Si es cierto, como previó Marx, que el espacio de realización de las ideas emancipadoras es el espacio mundial (lo cual, dicho sea de paso, no fue el caso de las revoluciones del siglo XX), entonces un fenómeno de inclusión occidental no puede considerarse un verdadero cambio. Lo que sería un cambio de verdad sería una salida de Occidente, una «desoccidentalización», y ésta tomaría la forma de una exclusión. Fantasía, me dirán, pero es justamente un fantasía típica de un período «entre intervalos» como el que estamos viviendo.

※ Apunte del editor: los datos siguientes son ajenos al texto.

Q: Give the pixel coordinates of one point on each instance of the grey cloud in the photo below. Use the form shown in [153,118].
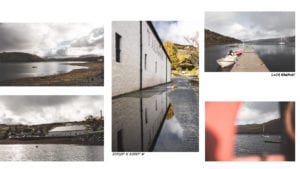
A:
[12,37]
[88,41]
[257,24]
[49,39]
[258,112]
[47,109]
[262,107]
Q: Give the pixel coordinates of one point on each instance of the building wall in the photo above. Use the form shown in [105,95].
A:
[138,119]
[126,120]
[154,111]
[154,67]
[126,73]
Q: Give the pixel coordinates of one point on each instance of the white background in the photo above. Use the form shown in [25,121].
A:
[242,86]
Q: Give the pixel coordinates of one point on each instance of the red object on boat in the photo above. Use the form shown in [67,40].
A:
[238,52]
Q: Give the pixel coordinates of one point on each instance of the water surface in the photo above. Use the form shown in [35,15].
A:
[157,119]
[9,71]
[50,152]
[251,144]
[278,58]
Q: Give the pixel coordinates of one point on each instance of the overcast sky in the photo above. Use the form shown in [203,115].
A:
[52,39]
[251,25]
[48,109]
[175,31]
[258,112]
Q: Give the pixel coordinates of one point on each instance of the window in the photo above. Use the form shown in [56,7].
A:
[145,61]
[148,37]
[118,47]
[120,140]
[146,115]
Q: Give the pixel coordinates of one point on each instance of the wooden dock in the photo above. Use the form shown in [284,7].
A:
[249,61]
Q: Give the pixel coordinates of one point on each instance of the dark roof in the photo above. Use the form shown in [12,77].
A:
[157,37]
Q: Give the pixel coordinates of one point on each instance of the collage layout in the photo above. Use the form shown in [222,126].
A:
[155,83]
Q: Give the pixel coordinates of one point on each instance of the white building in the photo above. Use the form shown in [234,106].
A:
[139,59]
[74,130]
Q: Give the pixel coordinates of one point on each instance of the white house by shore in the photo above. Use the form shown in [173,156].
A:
[139,59]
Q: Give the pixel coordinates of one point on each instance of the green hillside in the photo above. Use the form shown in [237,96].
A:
[19,57]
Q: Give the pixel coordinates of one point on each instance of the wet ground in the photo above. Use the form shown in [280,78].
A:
[164,118]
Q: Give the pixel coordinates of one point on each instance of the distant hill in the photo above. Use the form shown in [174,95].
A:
[19,57]
[287,40]
[270,127]
[90,58]
[213,38]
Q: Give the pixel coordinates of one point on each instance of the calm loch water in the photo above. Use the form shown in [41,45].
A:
[251,144]
[278,58]
[9,71]
[50,152]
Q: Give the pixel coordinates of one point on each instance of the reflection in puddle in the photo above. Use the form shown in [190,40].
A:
[156,119]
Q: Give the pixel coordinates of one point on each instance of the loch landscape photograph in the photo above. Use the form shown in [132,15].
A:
[250,41]
[51,128]
[250,131]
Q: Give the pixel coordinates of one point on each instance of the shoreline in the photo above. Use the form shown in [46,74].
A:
[92,76]
[92,139]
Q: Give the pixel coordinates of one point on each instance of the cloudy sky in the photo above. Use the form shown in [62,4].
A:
[52,39]
[175,31]
[48,109]
[258,112]
[251,25]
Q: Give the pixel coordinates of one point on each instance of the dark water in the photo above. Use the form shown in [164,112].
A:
[10,71]
[51,152]
[250,144]
[157,119]
[278,58]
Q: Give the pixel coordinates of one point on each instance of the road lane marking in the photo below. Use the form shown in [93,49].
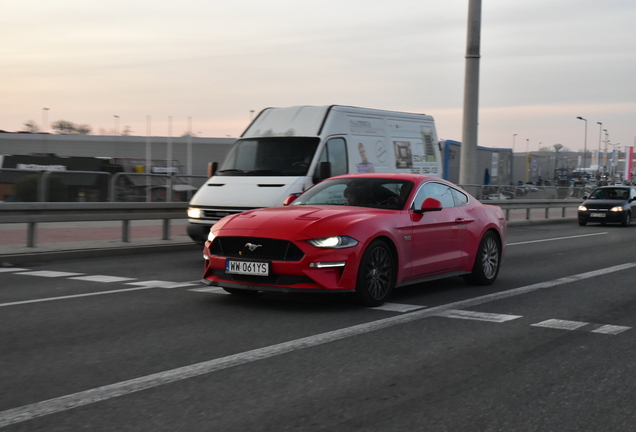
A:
[72,296]
[560,324]
[161,284]
[47,273]
[555,238]
[398,307]
[64,403]
[101,278]
[478,316]
[212,290]
[610,329]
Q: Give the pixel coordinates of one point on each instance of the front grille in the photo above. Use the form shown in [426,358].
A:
[255,248]
[273,279]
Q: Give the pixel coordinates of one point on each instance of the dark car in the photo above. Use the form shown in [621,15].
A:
[609,204]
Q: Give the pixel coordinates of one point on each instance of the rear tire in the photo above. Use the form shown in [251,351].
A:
[487,261]
[376,275]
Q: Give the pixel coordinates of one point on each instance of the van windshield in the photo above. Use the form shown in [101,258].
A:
[270,156]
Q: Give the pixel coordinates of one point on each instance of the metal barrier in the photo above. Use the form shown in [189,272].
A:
[34,213]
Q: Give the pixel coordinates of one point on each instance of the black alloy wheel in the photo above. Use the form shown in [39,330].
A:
[376,275]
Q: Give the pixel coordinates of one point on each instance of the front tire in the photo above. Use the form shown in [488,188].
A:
[376,275]
[487,261]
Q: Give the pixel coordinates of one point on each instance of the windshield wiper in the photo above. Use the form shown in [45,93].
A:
[263,172]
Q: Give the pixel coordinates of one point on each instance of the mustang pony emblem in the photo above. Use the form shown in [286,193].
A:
[252,247]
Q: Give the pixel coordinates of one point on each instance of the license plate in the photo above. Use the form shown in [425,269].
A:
[251,268]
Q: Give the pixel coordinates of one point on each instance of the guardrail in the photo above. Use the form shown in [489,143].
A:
[34,213]
[528,205]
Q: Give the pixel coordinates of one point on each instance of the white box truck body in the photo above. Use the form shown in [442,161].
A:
[286,150]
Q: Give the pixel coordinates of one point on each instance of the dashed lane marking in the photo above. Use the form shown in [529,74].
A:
[102,278]
[611,330]
[397,307]
[478,316]
[161,284]
[48,273]
[212,290]
[72,296]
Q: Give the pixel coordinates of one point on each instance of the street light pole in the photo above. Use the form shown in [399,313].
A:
[598,156]
[584,142]
[44,113]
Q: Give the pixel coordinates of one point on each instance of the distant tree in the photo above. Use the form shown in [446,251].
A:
[69,128]
[31,127]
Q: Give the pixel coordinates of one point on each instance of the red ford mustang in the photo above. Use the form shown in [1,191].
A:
[364,234]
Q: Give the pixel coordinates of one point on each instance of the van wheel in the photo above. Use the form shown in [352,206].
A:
[627,219]
[376,275]
[487,261]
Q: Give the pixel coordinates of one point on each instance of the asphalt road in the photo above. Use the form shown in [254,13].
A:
[137,344]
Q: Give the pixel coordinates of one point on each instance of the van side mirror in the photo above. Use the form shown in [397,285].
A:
[430,204]
[290,199]
[324,172]
[212,166]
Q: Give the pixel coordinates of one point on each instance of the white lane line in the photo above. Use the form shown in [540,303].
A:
[63,403]
[161,284]
[555,238]
[47,273]
[212,290]
[71,296]
[560,324]
[12,269]
[610,329]
[398,307]
[478,316]
[101,278]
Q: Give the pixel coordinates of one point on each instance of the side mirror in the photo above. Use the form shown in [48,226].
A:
[290,199]
[212,166]
[324,172]
[430,204]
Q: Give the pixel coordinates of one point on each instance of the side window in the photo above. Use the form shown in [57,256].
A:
[461,199]
[438,191]
[335,151]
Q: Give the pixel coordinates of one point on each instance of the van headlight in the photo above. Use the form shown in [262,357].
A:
[336,242]
[194,213]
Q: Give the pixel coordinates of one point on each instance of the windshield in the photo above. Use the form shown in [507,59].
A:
[271,156]
[360,192]
[610,193]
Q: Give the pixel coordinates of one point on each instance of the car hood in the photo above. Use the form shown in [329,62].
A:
[295,221]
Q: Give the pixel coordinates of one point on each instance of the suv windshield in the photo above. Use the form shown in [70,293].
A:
[610,193]
[271,156]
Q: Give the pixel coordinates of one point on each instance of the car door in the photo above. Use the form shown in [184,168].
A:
[438,236]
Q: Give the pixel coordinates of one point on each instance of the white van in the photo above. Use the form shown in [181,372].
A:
[286,150]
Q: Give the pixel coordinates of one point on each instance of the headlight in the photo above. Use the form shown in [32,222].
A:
[194,213]
[338,242]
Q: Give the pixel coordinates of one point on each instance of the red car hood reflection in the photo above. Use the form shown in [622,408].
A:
[296,220]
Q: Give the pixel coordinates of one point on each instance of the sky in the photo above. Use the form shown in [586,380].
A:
[156,67]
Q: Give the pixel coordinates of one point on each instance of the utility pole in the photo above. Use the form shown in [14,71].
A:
[468,162]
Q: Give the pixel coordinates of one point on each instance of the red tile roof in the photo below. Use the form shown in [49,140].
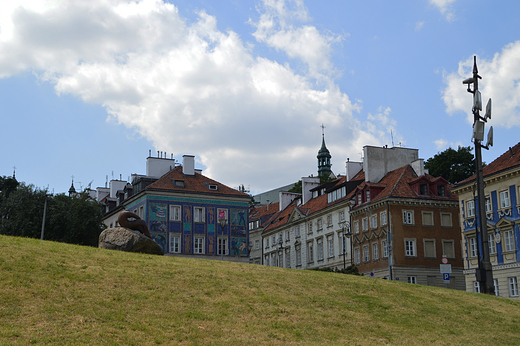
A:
[507,160]
[196,183]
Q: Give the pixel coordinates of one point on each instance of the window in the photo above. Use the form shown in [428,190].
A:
[448,248]
[489,209]
[175,213]
[222,246]
[198,245]
[174,243]
[509,244]
[504,199]
[310,253]
[366,254]
[198,214]
[373,221]
[375,251]
[473,247]
[320,249]
[383,218]
[513,287]
[429,248]
[492,246]
[470,208]
[446,220]
[408,217]
[409,247]
[427,218]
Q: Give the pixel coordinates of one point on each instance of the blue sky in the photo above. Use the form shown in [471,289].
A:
[88,88]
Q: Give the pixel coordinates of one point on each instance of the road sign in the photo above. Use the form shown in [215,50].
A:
[445,268]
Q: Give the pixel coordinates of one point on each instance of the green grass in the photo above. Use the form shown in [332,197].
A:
[60,294]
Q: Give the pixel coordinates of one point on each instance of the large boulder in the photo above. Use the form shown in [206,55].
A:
[124,239]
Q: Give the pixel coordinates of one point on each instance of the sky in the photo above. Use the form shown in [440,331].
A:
[89,88]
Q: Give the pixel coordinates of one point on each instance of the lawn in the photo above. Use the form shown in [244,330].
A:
[61,294]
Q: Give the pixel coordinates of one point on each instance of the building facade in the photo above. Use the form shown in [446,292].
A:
[404,221]
[502,206]
[184,211]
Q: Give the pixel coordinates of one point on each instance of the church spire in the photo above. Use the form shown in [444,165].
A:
[324,166]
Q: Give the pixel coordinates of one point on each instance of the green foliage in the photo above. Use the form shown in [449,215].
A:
[453,165]
[75,220]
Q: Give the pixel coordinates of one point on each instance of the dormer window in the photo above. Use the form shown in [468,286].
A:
[423,189]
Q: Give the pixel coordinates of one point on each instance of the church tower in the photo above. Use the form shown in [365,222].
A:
[324,166]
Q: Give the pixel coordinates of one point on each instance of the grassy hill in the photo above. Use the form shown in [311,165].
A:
[60,294]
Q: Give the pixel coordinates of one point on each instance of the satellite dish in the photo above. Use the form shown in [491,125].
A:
[488,110]
[490,136]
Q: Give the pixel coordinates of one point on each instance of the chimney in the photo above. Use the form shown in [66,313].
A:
[188,165]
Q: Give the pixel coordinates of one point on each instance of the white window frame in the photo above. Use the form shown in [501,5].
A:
[375,251]
[410,247]
[408,217]
[513,286]
[509,241]
[373,221]
[175,213]
[473,246]
[198,245]
[226,248]
[199,214]
[505,202]
[175,246]
[383,218]
[470,208]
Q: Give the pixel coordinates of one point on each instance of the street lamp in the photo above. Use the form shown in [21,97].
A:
[484,273]
[346,232]
[222,222]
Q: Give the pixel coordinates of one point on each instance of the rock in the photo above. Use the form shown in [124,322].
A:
[124,239]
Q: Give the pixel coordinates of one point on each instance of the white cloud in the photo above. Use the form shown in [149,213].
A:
[500,82]
[445,7]
[192,89]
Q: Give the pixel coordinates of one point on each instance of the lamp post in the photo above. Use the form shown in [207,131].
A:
[222,222]
[346,232]
[484,273]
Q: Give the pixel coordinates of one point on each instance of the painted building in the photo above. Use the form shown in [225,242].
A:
[183,209]
[404,221]
[502,201]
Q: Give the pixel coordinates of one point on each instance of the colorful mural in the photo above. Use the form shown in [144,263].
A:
[158,211]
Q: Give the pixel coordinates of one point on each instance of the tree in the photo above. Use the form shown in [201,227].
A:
[75,220]
[453,165]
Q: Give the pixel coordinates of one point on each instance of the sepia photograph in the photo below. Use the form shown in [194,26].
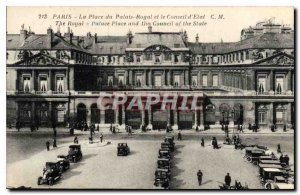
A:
[150,98]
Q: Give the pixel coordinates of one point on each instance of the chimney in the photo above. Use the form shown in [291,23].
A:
[69,35]
[58,31]
[23,35]
[129,37]
[95,37]
[197,38]
[49,37]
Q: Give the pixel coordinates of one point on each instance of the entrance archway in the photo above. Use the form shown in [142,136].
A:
[238,114]
[210,117]
[224,113]
[95,114]
[186,119]
[81,113]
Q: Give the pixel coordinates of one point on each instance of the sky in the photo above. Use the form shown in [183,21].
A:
[228,28]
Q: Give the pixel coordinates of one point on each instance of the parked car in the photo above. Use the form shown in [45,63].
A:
[51,174]
[75,153]
[164,153]
[123,149]
[64,162]
[163,164]
[167,145]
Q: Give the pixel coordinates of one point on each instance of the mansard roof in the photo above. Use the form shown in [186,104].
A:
[263,41]
[168,39]
[39,42]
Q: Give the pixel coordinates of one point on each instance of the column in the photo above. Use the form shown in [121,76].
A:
[33,81]
[71,78]
[33,119]
[169,115]
[289,82]
[169,77]
[196,119]
[50,83]
[117,116]
[130,77]
[149,126]
[175,113]
[288,115]
[271,114]
[102,116]
[150,78]
[201,121]
[143,117]
[122,127]
[50,113]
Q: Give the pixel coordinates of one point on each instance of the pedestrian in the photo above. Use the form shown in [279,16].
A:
[202,142]
[54,143]
[227,180]
[179,136]
[48,145]
[101,137]
[75,140]
[199,176]
[278,148]
[18,126]
[281,159]
[287,160]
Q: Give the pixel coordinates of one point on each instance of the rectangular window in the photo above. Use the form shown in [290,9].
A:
[279,116]
[194,80]
[26,83]
[121,80]
[60,84]
[215,80]
[110,80]
[167,56]
[139,79]
[148,56]
[157,80]
[176,80]
[261,84]
[261,117]
[204,80]
[279,85]
[60,116]
[43,115]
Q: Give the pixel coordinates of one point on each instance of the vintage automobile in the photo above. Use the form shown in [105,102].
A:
[274,162]
[123,149]
[279,182]
[169,139]
[261,166]
[164,153]
[253,153]
[74,154]
[268,174]
[163,164]
[161,175]
[167,145]
[64,163]
[51,173]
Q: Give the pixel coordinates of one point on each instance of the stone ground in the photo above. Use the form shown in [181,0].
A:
[102,168]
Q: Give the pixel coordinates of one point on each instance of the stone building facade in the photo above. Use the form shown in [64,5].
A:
[58,78]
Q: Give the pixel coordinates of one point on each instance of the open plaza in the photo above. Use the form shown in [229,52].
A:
[101,168]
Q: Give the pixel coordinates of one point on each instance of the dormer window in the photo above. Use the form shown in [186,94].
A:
[157,58]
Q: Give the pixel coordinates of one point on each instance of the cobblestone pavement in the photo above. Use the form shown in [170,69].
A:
[102,168]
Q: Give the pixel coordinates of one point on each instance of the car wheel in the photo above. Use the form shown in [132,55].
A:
[39,180]
[51,181]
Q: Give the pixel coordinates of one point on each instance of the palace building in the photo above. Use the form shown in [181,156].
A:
[58,78]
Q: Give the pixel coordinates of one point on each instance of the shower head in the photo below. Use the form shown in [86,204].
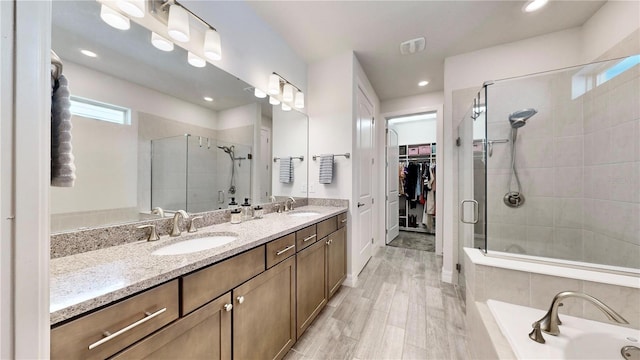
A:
[519,118]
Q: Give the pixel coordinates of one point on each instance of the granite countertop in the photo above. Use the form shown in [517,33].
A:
[86,281]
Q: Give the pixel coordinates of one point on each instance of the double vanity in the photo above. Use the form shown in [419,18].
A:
[249,292]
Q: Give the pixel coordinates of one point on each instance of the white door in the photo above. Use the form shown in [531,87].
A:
[392,203]
[364,174]
[265,165]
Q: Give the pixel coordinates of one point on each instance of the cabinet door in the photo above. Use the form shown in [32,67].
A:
[264,324]
[311,284]
[203,334]
[336,260]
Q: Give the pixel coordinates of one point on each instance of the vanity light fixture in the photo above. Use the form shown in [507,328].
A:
[299,102]
[534,5]
[114,18]
[178,23]
[290,93]
[133,8]
[274,84]
[161,43]
[287,92]
[212,47]
[195,60]
[88,53]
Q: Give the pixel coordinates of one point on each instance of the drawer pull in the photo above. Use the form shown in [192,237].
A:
[309,238]
[285,249]
[109,336]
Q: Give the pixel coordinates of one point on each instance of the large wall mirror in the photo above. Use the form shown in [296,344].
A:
[144,136]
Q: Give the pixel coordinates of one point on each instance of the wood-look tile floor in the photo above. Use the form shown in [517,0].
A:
[399,310]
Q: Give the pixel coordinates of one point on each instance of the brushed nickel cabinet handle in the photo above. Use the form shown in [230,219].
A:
[285,250]
[109,336]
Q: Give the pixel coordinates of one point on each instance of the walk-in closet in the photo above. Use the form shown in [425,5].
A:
[411,157]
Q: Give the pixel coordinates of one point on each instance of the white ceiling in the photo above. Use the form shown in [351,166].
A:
[374,30]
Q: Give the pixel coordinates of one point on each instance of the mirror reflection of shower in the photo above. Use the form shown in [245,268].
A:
[229,151]
[515,198]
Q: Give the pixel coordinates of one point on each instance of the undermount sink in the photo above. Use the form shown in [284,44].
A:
[196,244]
[303,213]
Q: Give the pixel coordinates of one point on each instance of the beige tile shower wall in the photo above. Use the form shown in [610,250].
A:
[537,291]
[579,164]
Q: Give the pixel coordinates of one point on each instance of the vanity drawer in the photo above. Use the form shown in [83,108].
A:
[306,237]
[342,220]
[328,226]
[131,319]
[207,284]
[280,249]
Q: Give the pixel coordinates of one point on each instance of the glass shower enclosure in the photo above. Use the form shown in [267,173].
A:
[197,174]
[559,165]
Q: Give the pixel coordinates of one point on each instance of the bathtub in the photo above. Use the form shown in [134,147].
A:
[579,338]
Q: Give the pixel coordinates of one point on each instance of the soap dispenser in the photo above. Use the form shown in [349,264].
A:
[233,204]
[246,210]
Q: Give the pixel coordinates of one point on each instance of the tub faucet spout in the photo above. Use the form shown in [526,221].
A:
[549,323]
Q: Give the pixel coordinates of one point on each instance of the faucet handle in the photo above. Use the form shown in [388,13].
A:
[153,235]
[192,225]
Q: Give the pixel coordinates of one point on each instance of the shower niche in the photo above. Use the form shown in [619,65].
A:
[197,174]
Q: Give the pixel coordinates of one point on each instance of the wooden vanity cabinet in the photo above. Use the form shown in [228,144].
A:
[311,294]
[203,334]
[336,260]
[264,314]
[105,332]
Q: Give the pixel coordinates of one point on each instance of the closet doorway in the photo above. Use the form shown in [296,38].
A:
[411,183]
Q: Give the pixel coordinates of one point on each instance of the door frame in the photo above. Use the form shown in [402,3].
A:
[439,110]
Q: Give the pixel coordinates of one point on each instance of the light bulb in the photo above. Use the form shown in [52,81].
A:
[212,47]
[114,18]
[274,84]
[287,92]
[178,24]
[133,8]
[299,103]
[195,60]
[161,43]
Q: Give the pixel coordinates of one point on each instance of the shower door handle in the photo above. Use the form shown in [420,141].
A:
[475,211]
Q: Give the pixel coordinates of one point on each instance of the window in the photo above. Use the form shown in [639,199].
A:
[92,109]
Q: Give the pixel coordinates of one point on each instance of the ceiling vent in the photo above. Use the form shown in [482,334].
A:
[412,46]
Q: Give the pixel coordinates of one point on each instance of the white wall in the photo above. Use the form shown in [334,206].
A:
[416,132]
[251,49]
[537,54]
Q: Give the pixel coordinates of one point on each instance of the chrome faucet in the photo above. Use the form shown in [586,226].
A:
[175,231]
[549,323]
[288,204]
[158,211]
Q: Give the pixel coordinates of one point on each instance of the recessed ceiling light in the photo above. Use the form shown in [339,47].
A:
[88,53]
[534,5]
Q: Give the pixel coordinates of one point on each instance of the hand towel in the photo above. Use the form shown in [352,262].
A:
[326,169]
[286,170]
[63,170]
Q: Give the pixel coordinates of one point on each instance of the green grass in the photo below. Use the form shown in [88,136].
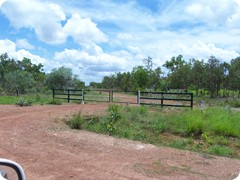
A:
[213,131]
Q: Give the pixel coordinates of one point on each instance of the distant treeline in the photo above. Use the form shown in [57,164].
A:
[205,77]
[27,77]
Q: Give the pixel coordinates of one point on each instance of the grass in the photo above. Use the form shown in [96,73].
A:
[213,131]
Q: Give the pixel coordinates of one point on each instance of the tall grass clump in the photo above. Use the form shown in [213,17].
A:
[221,121]
[214,130]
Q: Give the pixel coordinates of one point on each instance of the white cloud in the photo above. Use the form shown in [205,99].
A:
[9,47]
[83,30]
[202,50]
[1,2]
[44,18]
[214,12]
[90,67]
[23,43]
[98,62]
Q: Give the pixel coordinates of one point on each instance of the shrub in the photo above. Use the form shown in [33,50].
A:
[23,102]
[76,122]
[220,150]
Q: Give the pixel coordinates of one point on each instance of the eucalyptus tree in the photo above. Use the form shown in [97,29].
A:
[214,76]
[234,75]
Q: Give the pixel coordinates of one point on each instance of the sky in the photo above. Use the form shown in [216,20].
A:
[97,38]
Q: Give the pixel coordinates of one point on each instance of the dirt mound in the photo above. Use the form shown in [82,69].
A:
[47,149]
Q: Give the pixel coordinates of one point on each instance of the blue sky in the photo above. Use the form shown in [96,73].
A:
[97,38]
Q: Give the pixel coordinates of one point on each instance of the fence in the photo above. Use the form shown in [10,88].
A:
[135,97]
[167,99]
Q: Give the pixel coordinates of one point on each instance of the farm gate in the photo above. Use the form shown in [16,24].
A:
[134,97]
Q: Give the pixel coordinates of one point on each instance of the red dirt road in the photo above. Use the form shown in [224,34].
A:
[47,149]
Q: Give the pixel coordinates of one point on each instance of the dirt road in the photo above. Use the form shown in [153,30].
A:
[47,149]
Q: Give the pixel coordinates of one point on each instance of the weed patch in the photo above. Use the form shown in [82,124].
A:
[214,131]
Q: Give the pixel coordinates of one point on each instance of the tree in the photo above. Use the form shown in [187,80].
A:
[108,82]
[197,75]
[234,75]
[140,78]
[179,74]
[20,80]
[215,76]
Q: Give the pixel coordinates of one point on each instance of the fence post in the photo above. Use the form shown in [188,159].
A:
[138,98]
[82,96]
[112,95]
[68,95]
[109,93]
[191,100]
[162,99]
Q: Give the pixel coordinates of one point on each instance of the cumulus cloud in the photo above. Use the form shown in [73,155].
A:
[98,62]
[83,30]
[90,67]
[214,12]
[23,43]
[9,47]
[44,18]
[47,20]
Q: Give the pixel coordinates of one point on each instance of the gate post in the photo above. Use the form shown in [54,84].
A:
[162,99]
[138,98]
[82,96]
[191,100]
[68,95]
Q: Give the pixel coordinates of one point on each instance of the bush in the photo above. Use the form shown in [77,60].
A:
[76,122]
[23,102]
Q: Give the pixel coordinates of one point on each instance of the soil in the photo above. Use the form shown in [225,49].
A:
[47,149]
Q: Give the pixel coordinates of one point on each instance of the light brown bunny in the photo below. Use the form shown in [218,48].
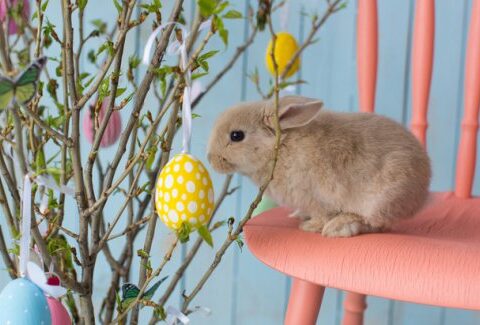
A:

Si hubiera un desarrollo diferente de la evolución hacia la inclusión occidental, ¿qué podría constatarlo? Aquí no se puede dar ninguna respuesta formal. Simplemente podemos decir que no hay nada que esperar del análisis del proceso estatal en sí mismo el cual, necesariamente largo y tortuoso, acabará por desembocar en elecciones. Lo que hace falta es una investigación paciente y minuciosa entre la gente en busca de aquello que, al final de un proceso de división inevitable (porque siempre hay dos que tienen la Verdad, y no uno), estará dirigido por una parte del movimiento: los que ya se anunciaron. No se elegirán los que no sean solubles a la inclusión occidental. Si existen entre los anunciados, se les reconocerá fácilmente. Es con la condición de esos nuevos anunciados como puede concebirse un proceso de organización de la acción colectiva.

Para concluir, volvamos a la empatía. La enseñanza de los acontecimientos tunecinos, la lección mínima, es que lo que aparenta una estabilidad a toda prueba puede acabar hundiéndose. Y esto, esto produce placer, incluso mucho placer.

 

Nota:

[1] La caída de los regímenes comunistas de Europa del Este hace una veintena de años no es comparable. Dicha caída se llevó a cabo con el consentimiento de la URSS, simbolizado en la entrevista entre el dirigente alemán oriental Honecker y sus tutores rusos: cuando Honecker les pidió la autorización (que estaba obligado a pedir) para disparar sobre la muchedumbre se la denegaron. El cambio de la estructura del poder comunista se llevó a cabo con los mismos «apparátchiks» que se instalaron en el poder sobre las ruinas del sistema que ellos mismos habían conducido a la implosión.

Alan Badiou acabó su intervención con la lectura del poema de Bertold Bretch Elogio de la dialéctica:

Con paso firme se pasea hoy la injusticia

Los opresores se disponen a dominar otros diez mil años más

Por la violencia garantizan: «Todo seguirá igual»

No se oye otra voz que la de los dominadores

Y en el mercado grita la explotación:

«¡Ahora recién empiezo!»

Entre los oprimidos, muchos dicen ahora:

«jamás se logrará lo que queremos».

Quien esté vivo no diga «jamás».

Lo firme no es firme.

Todo no seguirá igual.

Cuando hayan hablado los que dominan,

será el turno de los dominados.

¿Quién puede atreverse a decir «jamás»?

¿De quién depende que siga la opresión? De nosotros.

¿De quién que se acabe? De nosotros también.

¡Que se levante aquél que está abatido!

¡Aquél que está perdido, que combata!

¿Quién podrá detener a aquél que conoce su condición?

Pues los vencidos de hoy son los vencedores de mañana

y el «jamás» se convierte en «hoy mismo».

*Transcripción de Daniel Fisher del seminario de Alan Badiou en la École Normale Supérieure de París, el 19 de enero de 2011.